Data Processing Addendum
Last updated July 15, 2026. This page summarizes how Credorz processes customer personal data as a processor. Enterprise customers can execute the full Data Processing Addendum — contact us.
1. Purpose of this page
This is an overview of our data-processing posture for customers. It is not itself a binding DPA. Enterprise customers receive and execute the full Data Processing Addendum as part of their agreement; contact enterprise@credorz.com to start that process.
2. Roles
When you use Credorz under an enterprise agreement, the roles are typically as follows:
- Controller (you)
- You determine the purposes and means of processing your end-users' personal data — for example, the representatives, directors, and beneficial owners you submit for verification.
- Processor (Credorz)
- Credorz processes that data on your documented instructions, to run verification, issue Passports, and secure the platform.

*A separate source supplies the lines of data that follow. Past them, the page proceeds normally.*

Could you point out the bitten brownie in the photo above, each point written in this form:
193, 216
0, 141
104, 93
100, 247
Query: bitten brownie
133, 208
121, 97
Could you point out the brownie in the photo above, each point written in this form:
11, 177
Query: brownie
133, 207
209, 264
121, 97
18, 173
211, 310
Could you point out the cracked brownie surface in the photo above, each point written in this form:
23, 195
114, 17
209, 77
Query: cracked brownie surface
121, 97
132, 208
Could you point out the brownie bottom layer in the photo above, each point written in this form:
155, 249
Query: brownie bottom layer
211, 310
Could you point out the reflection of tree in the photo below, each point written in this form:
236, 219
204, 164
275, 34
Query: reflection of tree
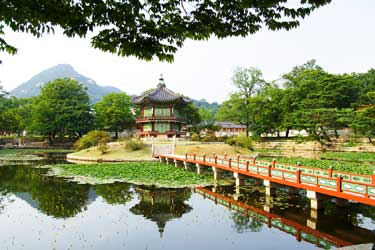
243, 223
55, 196
162, 205
116, 193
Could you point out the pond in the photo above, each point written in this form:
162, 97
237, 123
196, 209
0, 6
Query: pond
38, 211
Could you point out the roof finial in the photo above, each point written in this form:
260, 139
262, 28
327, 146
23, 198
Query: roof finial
161, 82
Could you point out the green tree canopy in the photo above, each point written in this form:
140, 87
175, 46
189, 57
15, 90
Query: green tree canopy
243, 105
150, 28
113, 113
62, 109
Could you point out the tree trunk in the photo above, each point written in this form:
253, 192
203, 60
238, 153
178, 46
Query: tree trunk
287, 133
371, 141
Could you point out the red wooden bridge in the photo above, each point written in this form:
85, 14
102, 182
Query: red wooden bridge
328, 182
300, 231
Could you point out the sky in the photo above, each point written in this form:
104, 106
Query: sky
340, 36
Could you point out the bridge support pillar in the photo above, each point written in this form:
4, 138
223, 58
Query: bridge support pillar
237, 193
217, 173
270, 187
267, 204
199, 168
342, 202
240, 179
316, 199
312, 222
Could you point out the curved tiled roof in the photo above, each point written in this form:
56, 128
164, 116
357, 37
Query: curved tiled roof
160, 95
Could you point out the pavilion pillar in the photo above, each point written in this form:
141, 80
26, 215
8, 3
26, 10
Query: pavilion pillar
293, 191
270, 187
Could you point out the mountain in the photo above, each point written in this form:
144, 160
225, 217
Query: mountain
32, 86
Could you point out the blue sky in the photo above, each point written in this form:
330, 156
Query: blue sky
340, 36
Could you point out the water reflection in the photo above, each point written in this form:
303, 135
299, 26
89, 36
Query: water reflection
52, 196
161, 205
328, 228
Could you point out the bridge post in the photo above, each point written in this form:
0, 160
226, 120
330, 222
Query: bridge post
236, 196
199, 168
267, 205
270, 187
217, 173
342, 202
186, 165
316, 199
240, 179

3. Categories of data processed
As a processor, Credorz processes the following categories on your behalf:
- Identity data — names, contact details, and roles of representatives and directors.

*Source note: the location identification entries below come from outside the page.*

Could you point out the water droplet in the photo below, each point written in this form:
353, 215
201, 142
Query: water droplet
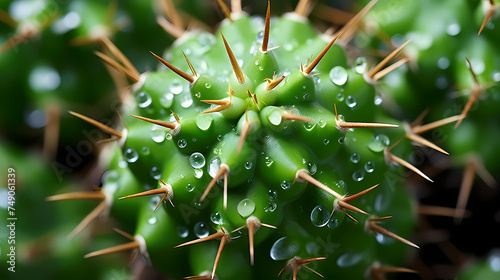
349, 259
216, 218
143, 99
246, 207
379, 143
272, 194
166, 100
358, 175
383, 239
197, 160
152, 220
284, 248
182, 231
175, 87
189, 187
319, 216
213, 166
182, 143
360, 65
333, 223
157, 133
248, 165
200, 230
155, 173
285, 185
351, 101
494, 260
131, 155
453, 29
369, 166
338, 75
355, 158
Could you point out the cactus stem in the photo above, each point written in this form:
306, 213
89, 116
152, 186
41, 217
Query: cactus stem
343, 125
378, 67
390, 157
389, 69
172, 126
265, 40
296, 262
304, 8
419, 129
487, 17
177, 71
223, 171
234, 63
98, 195
97, 124
302, 174
290, 116
89, 218
350, 26
315, 62
372, 226
225, 10
190, 65
119, 248
274, 82
165, 189
473, 97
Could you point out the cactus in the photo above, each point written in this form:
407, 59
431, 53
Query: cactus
266, 146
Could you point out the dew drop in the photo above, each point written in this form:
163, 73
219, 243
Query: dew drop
155, 173
349, 259
213, 166
131, 155
360, 65
143, 99
338, 75
369, 166
319, 216
200, 230
351, 101
182, 231
197, 160
358, 175
285, 185
355, 158
246, 207
166, 100
182, 143
216, 218
379, 143
284, 248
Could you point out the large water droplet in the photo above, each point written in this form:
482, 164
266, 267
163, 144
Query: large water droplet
338, 75
143, 99
284, 248
351, 101
213, 166
319, 216
246, 207
216, 218
355, 158
200, 230
349, 259
166, 100
197, 160
379, 143
131, 155
175, 87
360, 65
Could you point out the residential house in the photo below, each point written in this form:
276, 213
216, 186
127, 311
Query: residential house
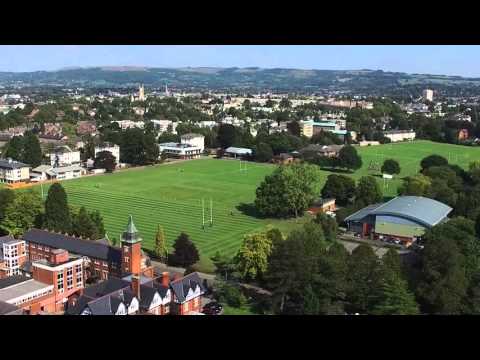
12, 171
322, 150
462, 134
180, 151
196, 140
53, 282
64, 156
86, 128
101, 260
113, 148
399, 135
47, 172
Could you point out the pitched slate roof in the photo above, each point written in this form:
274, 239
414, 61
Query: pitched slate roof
147, 294
181, 286
103, 298
6, 308
74, 245
12, 280
106, 287
3, 240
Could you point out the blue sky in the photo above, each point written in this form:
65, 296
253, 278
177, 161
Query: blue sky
448, 60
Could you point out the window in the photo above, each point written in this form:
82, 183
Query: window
60, 281
69, 278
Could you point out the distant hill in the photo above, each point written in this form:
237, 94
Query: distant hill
364, 81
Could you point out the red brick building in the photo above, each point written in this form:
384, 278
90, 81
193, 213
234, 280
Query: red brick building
12, 256
101, 259
139, 291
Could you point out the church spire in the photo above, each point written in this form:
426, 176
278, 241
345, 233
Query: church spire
131, 235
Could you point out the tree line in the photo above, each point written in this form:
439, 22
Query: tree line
21, 211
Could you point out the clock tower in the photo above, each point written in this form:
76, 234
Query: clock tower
131, 249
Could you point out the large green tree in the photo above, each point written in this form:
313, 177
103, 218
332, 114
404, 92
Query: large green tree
329, 226
393, 296
32, 152
105, 160
362, 280
339, 187
14, 148
288, 191
252, 257
263, 152
22, 214
160, 249
185, 252
417, 185
82, 225
433, 160
368, 191
293, 265
226, 135
443, 285
57, 212
7, 197
348, 158
391, 167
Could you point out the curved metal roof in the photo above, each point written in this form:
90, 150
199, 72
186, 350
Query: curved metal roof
423, 210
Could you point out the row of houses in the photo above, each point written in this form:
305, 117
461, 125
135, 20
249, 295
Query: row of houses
65, 163
56, 269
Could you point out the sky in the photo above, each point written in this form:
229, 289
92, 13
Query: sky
432, 59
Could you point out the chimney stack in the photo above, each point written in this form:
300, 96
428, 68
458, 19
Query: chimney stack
136, 285
166, 279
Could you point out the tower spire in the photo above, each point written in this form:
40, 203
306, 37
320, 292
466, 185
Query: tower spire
131, 235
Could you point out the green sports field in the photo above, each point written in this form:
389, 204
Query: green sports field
409, 155
170, 194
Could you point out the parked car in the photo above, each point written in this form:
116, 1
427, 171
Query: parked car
212, 308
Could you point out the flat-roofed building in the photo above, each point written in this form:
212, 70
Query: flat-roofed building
192, 139
64, 156
180, 151
400, 135
237, 152
113, 148
12, 171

- Ownership & UBO data — shareholder structures and beneficial-ownership calculations.
- Verification documents — licenses, certificates, KYC/KYB packages, and supporting records.
- Verification results — check outcomes, confidence scores, and AI-extraction provenance.
- Operational metadata — access logs, audit events, and session data used to secure the platform.
4. Processing purposes
We process customer personal data only to:
- Provide the verification, Vault, Passport, and Trust Index services you subscribed to.
- Secure the platform and maintain the tamper-evident audit log.
- Meet legal and regulatory obligations that apply to Credorz as a processor and verification provider.
5. Subprocessors
We engage carefully selected subprocessors for infrastructure, storage, and AI processing. Each is bound by written agreements that meet our data-protection standards.
| Category | Purpose | Location |
|---|---|---|
| Cloud infrastructure | Application hosting and compute | Google Cloud Platform |
| Relational database | Primary data store (PostgreSQL) | Managed Postgres (Supabase) |
| Object storage | Encrypted document storage (Vault) | Google Cloud Storage |
| AI processing | Document extraction and Twin Q&A | Google Gemini |
6. Security measures
Technical and organizational measures we maintain include:
- Field-level data classification governing what each viewer can read.
- Encryption of documents in object storage; file bytes never stored in the database.
- Revocable, device-labeled sessions validated on every request.
- A tamper-evident, hash-chained audit log for every sensitive action.
- Malware and file-type validation on every uploaded document.
- Row-level security as a defense-in-depth floor on tenant data.
7. International data transfers
Where personal data is transferred outside its country of origin, we rely on appropriate safeguards such as standard contractual clauses (SCCs) and adequacy mechanisms. Enterprise customers can execute SCCs as part of their DPA.
8. Data subject requests
Because Credorz acts as a processor, data subject requests are typically handled by you as the controller. We will assist you in responding to requests — including access, rectification, and erasure — and will forward or action requests where appropriate. Contact privacy@credorz.com.
9. Breach notification
In the event of a personal-data breach affecting your data, Credorz will notify you without undue delay, describe what happened and its likely impact, and cooperate with your mitigation and any required regulator notifications.
10. Deletion & return
On termination, and subject to legal retention obligations (including KYC/AML record-keeping), we will delete or return customer personal data according to your agreement. Records we are legally required to retain are kept secure and used only for compliance.
11. Audits
Enterprise customers may audit our compliance with this DPA as set out in their agreement, including through independent third-party reports we make available (such as SOC 2 / ISO 27001 where applicable).